My company was blessed to bring everyone home in one piece from my last deployment. I only hope and pray that we can do that again, while at the same time making sure that our enemy is utterly broken when we leave. I really do not want to have to come back here again.
I know we are in the thoughts and prayers of everyone back home. I do thank you for it. I know without God's protection this could be much worse. I was very glad to hear that we got Osama Bin Laden. It was almost too good to be true. I had almost given up hope that we would ever get him. Some say it is bad to feel satisfaction in the death of another regardless of what bad things that person did. I disagree. To say it is bad to be glad that man is dead is like saying it is bad to glad Hitler is dead, or that it will be bad to be happy that Satan is finally defeated one day. Sometimes I feel like we spend too much time trying to appease and please those that are clearly evil and not enough time exterminating them.

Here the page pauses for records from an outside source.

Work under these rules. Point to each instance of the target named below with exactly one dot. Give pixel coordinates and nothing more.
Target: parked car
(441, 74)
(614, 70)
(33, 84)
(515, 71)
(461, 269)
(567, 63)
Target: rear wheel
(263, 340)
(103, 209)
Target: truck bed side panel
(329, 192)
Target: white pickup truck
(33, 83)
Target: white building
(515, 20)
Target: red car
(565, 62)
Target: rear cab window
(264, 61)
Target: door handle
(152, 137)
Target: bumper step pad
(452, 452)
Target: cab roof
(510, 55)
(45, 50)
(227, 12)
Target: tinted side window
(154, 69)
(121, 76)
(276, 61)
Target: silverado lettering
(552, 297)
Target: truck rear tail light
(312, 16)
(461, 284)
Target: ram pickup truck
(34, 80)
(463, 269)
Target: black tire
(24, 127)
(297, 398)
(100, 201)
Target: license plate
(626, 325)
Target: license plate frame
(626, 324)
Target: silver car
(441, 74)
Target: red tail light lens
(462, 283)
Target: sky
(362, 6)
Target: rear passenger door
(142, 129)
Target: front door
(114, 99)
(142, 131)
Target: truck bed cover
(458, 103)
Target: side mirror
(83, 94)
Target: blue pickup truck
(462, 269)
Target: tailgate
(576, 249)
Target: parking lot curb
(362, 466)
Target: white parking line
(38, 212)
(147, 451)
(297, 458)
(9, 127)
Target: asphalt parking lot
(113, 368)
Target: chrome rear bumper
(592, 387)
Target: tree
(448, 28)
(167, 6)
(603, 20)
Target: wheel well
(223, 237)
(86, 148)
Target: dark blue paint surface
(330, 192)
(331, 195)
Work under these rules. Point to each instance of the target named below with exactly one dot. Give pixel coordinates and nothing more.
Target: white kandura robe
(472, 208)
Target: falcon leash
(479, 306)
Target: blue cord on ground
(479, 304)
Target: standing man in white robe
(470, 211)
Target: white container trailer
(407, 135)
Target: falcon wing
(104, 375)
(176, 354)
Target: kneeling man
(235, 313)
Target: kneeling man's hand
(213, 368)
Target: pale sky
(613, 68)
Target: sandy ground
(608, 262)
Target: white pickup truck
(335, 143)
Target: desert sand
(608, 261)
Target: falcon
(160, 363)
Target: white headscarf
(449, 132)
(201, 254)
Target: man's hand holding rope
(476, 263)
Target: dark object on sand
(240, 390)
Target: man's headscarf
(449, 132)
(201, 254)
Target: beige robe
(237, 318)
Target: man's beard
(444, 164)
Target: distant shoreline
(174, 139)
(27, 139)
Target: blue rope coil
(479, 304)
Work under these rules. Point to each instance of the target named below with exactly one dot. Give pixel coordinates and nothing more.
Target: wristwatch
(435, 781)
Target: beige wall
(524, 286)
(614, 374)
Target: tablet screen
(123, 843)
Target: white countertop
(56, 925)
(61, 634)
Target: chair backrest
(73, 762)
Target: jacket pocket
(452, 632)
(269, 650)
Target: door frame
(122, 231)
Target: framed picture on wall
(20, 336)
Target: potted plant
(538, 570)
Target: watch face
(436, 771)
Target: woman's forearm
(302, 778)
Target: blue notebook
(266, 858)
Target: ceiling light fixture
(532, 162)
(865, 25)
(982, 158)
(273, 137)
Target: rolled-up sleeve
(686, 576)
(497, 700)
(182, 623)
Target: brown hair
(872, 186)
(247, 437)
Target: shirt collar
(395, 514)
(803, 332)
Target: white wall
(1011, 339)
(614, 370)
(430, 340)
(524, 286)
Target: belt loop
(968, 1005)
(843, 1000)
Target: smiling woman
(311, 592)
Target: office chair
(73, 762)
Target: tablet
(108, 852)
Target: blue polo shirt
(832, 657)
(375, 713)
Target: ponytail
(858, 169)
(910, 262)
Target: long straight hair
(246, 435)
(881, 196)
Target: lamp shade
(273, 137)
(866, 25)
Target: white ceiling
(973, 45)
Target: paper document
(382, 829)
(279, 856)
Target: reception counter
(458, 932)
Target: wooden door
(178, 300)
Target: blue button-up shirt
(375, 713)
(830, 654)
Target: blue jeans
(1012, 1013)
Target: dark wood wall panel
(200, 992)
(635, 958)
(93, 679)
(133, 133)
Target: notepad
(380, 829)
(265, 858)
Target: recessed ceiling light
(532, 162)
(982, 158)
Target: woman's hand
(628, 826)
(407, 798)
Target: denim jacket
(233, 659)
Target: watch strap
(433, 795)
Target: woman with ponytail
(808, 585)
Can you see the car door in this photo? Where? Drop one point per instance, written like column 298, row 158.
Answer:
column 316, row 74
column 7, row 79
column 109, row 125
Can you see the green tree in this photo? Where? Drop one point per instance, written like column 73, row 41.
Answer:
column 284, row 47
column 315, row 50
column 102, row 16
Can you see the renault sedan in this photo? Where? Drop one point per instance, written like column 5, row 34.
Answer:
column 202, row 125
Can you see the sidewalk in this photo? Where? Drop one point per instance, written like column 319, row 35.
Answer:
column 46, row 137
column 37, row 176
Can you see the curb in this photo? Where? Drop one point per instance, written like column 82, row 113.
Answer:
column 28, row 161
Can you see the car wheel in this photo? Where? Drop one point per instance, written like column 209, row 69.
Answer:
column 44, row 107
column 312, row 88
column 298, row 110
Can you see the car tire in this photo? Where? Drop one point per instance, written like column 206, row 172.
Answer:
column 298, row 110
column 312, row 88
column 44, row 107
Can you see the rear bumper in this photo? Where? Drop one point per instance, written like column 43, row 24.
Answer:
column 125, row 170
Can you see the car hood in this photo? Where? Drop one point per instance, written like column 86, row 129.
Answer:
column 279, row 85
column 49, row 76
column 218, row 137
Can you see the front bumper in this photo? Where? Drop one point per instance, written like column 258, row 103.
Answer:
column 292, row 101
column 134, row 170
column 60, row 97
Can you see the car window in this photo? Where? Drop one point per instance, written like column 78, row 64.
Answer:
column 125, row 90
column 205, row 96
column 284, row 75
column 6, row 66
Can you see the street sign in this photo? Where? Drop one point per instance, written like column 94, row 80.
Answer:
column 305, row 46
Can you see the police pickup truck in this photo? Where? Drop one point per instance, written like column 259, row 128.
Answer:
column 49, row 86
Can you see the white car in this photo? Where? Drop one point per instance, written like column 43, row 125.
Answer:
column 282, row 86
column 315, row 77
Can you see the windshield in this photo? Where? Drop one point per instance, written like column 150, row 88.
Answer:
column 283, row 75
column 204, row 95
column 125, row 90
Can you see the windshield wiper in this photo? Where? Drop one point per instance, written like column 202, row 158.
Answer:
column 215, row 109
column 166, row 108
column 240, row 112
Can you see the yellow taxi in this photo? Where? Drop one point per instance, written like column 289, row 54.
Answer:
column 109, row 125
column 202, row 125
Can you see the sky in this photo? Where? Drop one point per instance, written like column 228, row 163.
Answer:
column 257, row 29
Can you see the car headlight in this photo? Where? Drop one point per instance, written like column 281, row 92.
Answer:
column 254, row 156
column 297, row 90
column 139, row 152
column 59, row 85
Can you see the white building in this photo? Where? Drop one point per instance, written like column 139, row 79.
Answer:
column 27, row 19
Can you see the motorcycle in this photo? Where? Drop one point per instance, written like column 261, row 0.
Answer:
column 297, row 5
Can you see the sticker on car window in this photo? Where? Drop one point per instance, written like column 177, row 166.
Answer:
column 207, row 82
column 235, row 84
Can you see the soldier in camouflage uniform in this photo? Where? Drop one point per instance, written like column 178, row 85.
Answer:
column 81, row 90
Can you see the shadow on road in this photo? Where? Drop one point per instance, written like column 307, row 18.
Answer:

But I realize I am ranting and probably venting right now. Just like Iraq I have met some good people here. At least they seem to be. I have five Afghan interpreters assigned to my company. One is already a US citizen and has a home in Arizona. The others are all hoping to gain US citizenship some day. One very young and very idealistic one would wipe the Taliban out himself I think if he could get his hand on a weapon. But they are not allowed to engage in combat as interpreters. But if he should ever get his hands on a weapon in combat and lend us a hand, so be it.
Well I must go now. I will try to keep everyone updated. I often get asked the question "what do you need over there?" I have all of the food I could want so please do not send any to me. Most of what I cannot get here my wife provides. But if you want to send something you can put together care packages with anything from toiletries, candy and snacks, books, magazines, card games or other small games. The guys love to play dominoes, spades and really just about any game to kepp them busy between missions and training. We also look for small toys, stuffed animals and writing materials such as sharpened pencils and notepads to distribute to the children here. Education here, especially in the outlying areas like where I am, is almost non-existent. So anything that might help them learn, keeping in mind that very few can read or write, would be useful.
I think the key to finally getting this country on it's feet one day is going to be educating the youth that there is a better way to do things.
And of course we need your prayers. So keep them coming.